You’ll want to keep reviewing the model, not only based on customer reviews, but also by having impartial people check it for shifts, edge cases, biases you may have overlooked, and so on. To improve your model’s consistency, make sure you get input from it and give it your own, iterating toward higher accuracy.
Engineers working on AI systems, in the vast majority of cases, do not have an intrinsic bias or discrimination towards a particular category of people. Despite this, there may be a disconnect between the current world in which the existing technologies are supposed to operate and how the designers plan for them to be used due to a lack of exposure to other cultures and walks of life. One approach to reducing algorithm bias is ethics education within businesses and organizations. Employees who are educated on cultural and lifestyle differences become more mindful of communities in society that may have been ignored or not even considered.
Additional data, analytics, and artificial intelligence (AI) may be a powerful new tool for investigating human biases. This could include running algorithms alongside human decision-makers, analyzing outcomes, and looking into potential reasons for discrepancies.
When a company discovers that an algorithm trained on its human decisions is biased, it should understand how the underlying human behaviours ought to improve. Organizations will be able to benefit from recent developments in assessing justice by applying the most applicable measures for bias to human decisions as well.
Interdisciplinary participation, including ethicists, social scientists, and specialists who better understand the complexities of each application field in the process, would be needed to make further progress. As the field advances and practical expertise in real-world applications expands, a crucial part of the multidisciplinary approach will be to constantly consider and assess the task of AI decision making.

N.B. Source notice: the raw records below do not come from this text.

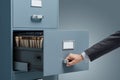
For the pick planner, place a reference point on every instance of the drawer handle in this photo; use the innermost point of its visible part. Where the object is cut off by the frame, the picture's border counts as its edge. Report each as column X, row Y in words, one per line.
column 36, row 18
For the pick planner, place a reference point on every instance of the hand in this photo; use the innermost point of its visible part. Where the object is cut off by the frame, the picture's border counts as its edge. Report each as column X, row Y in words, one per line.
column 73, row 59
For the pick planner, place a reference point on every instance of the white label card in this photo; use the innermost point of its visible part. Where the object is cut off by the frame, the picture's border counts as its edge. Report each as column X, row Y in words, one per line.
column 36, row 3
column 68, row 45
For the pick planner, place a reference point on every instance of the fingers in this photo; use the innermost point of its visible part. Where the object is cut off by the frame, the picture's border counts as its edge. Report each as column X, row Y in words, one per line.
column 73, row 59
column 69, row 57
column 71, row 63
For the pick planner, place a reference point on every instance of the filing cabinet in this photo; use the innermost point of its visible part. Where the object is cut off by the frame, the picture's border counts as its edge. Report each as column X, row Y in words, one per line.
column 27, row 15
column 35, row 47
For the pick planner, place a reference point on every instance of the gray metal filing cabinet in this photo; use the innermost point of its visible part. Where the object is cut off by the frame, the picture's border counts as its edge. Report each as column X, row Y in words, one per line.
column 34, row 48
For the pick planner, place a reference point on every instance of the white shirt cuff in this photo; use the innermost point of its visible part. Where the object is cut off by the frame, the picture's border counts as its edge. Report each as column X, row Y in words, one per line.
column 85, row 56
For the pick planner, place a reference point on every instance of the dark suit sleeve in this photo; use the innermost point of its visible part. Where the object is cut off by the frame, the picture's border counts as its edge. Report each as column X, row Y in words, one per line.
column 110, row 43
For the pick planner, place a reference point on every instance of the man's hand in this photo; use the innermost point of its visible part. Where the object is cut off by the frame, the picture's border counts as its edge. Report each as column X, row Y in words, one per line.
column 73, row 59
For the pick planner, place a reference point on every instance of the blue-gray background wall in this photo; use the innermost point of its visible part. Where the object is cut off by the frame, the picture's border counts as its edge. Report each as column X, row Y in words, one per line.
column 100, row 18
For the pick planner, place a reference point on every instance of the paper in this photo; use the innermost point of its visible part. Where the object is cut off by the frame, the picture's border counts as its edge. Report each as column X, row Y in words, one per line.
column 68, row 44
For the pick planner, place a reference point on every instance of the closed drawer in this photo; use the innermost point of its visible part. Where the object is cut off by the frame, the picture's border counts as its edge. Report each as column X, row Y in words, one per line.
column 22, row 11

There is a lot of work to be done to remove AI bias. But many researchers are doing their best to develop a new way to reduce bias. They’ve used several methods, including algorithms that help identify and reduce hidden prejudices in training data or mitigate the biases learned by the model regardless of data quality.

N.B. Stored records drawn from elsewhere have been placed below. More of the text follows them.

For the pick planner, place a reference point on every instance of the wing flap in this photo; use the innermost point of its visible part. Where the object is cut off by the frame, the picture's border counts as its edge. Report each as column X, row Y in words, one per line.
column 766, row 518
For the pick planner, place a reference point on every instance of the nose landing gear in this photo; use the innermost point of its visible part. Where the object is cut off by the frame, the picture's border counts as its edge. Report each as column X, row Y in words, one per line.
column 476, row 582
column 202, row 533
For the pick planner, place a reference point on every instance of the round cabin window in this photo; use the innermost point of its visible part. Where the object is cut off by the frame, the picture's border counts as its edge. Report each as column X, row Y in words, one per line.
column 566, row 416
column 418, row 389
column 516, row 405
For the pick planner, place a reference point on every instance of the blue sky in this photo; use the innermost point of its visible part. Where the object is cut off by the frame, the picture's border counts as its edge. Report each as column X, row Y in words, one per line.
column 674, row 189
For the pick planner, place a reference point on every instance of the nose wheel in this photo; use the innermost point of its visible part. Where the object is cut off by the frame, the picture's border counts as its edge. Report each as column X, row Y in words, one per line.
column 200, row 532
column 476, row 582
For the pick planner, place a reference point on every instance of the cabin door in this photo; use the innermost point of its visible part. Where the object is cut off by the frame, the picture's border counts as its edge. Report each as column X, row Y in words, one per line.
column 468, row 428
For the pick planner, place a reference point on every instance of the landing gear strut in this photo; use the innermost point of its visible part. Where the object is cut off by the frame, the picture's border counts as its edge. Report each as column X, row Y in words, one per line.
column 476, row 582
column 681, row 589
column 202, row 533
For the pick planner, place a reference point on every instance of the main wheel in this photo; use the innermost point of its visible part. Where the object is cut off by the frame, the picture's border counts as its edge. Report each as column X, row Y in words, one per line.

The issue of bias and prejudice in AI-based decision-making processes has received a lot of attention recently from research, business, culture, and lawmakers, and there is an ongoing discussion about AI’s benefits and threats to our lives and civilization. Biases are deeply ingrained in our societies, and it is a fallacy to conclude that the AI and bias issues can be solved solely by technological means. Nonetheless, since technology represents and projects our biases into the future, technology makers must consider the limitations of the technology and suggest precautions to avoid potential pitfalls. Equally important is for technology developers to recognize that technological innovations without a social or legal foundation will fail, necessitating multidisciplinary approaches.